Ribeirão Preto, 4 de janeiro de 2043
Magda Soares secundava Darcy, na crítica do modelo educacional ainda hegemônico nos idos de vinte:
“As camadas populares têm que lutar muito contra a discriminação e a injustiça. Alfabetização e letramento têm esse objetivo: dar às pessoas o domínio da língua como instrumento de inserção na sociedade e de luta por direitos fundamentais”.
A nossa Mestra partiu no exato dia da tomada de posse de um novo governo. Alguns dias antes do seu falecimento, fora publicado o relatório do Gabinete de Transição Governamental.
Seria de esperar que uma nova composição ministerial tentasse emendar erros e traçar novo rumo de política educacional. E um primeiro sinal foi dado, quando o presidente revogou um decreto que incentivava o atendimento de estudantes com deficiência em escolas especializadas, uma das medidas de retrocesso tomadas pelo anterior governo.
O relatório contemplava quase todas as dimensões da crise em que o “sistema” estava atolado.
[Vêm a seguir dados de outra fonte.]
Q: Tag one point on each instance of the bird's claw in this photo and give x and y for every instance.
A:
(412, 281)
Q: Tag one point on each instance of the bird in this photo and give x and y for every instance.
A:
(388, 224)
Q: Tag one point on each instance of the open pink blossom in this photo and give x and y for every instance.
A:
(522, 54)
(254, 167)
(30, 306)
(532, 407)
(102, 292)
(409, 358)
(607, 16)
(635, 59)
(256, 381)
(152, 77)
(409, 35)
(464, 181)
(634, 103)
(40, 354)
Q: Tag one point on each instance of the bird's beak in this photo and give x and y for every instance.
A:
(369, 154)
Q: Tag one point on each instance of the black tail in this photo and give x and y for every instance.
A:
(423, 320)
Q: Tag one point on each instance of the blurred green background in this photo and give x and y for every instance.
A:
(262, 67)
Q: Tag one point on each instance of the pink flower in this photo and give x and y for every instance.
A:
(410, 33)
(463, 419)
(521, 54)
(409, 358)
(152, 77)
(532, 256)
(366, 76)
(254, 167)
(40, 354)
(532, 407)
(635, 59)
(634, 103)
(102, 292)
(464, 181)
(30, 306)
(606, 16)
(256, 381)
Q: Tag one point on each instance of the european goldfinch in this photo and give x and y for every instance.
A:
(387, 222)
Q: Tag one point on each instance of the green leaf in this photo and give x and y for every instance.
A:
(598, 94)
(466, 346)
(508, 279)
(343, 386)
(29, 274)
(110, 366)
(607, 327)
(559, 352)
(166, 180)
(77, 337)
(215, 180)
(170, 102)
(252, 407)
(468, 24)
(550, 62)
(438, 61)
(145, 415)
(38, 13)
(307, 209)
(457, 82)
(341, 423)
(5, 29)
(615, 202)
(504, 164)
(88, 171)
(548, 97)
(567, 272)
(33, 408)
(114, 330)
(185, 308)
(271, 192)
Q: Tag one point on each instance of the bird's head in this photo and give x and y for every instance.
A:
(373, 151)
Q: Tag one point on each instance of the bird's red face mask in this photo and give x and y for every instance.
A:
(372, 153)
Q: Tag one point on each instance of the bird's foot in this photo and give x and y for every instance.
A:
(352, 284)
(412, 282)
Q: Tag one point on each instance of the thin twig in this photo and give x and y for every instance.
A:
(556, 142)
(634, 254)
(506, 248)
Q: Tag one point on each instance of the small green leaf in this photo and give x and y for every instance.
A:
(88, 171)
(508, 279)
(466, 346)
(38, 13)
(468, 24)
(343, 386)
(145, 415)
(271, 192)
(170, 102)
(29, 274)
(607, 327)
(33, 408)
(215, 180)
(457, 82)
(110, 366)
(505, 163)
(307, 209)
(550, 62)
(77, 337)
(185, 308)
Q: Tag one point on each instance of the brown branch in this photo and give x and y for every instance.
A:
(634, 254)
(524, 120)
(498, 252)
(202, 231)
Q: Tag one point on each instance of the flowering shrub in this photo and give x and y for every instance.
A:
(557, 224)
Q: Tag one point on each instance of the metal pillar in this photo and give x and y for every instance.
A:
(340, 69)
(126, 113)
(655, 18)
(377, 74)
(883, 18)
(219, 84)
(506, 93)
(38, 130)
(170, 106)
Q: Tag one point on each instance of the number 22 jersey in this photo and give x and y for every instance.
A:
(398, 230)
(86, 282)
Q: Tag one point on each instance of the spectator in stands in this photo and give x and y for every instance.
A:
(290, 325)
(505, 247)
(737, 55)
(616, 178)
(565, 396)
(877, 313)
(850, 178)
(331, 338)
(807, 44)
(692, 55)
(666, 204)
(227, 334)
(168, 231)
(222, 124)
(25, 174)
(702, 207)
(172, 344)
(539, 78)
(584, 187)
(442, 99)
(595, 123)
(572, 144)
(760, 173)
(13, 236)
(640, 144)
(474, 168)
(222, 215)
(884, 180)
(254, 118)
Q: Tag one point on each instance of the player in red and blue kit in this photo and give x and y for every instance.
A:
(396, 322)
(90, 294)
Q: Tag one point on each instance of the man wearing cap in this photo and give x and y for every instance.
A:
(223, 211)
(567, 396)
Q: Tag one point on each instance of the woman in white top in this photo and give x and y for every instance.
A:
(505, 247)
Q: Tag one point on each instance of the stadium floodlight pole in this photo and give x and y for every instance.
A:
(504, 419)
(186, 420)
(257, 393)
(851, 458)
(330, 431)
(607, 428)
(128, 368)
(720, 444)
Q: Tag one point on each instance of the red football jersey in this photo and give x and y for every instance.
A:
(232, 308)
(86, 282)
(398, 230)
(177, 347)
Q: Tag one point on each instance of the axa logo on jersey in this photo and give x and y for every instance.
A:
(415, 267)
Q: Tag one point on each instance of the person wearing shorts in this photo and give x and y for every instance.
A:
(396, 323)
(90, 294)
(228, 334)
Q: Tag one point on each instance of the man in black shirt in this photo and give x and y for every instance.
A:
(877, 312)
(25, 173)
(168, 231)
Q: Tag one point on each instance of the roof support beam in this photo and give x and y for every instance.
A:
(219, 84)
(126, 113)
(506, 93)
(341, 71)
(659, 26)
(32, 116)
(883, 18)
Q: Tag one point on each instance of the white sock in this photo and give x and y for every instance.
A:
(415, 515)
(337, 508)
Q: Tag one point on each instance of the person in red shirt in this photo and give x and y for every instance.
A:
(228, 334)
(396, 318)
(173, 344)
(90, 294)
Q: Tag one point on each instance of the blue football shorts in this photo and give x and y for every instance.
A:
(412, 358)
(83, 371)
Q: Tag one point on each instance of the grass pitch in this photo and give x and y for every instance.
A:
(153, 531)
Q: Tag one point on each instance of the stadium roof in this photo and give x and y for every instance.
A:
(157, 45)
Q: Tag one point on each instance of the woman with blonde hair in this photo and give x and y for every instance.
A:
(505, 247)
Quase todos, pois se esquecia do essencial: para um novo governo se requeria uma nova educação!
Era verdadeira a afirmação de que, desde o início do governo anterior, “a política de educação fora negligenciada”, mas ela tinha sido negligenciada desde o tempo do ministro Francisco Campos e do Capanema!
Durante quatro anos, se tinham sucedido “denúncias de corrupção”, mas o que esperar de práticas de um modelo educacional hegemônico, moral e intelectualmente corrupto? O que esperar de um monstro burocrático hierárquico e autoritário, comandado por economistas, pastores, engenheiros, advogados, médicos, e outros profissionais, para os quais as ciências da educação sempre foram ciências ocultas? Ajudei bons ministros, mas, porque o foram, perturbaram o status quo vigente e viram o seu mandato reduzido a alguns meses, ou mesmo dias.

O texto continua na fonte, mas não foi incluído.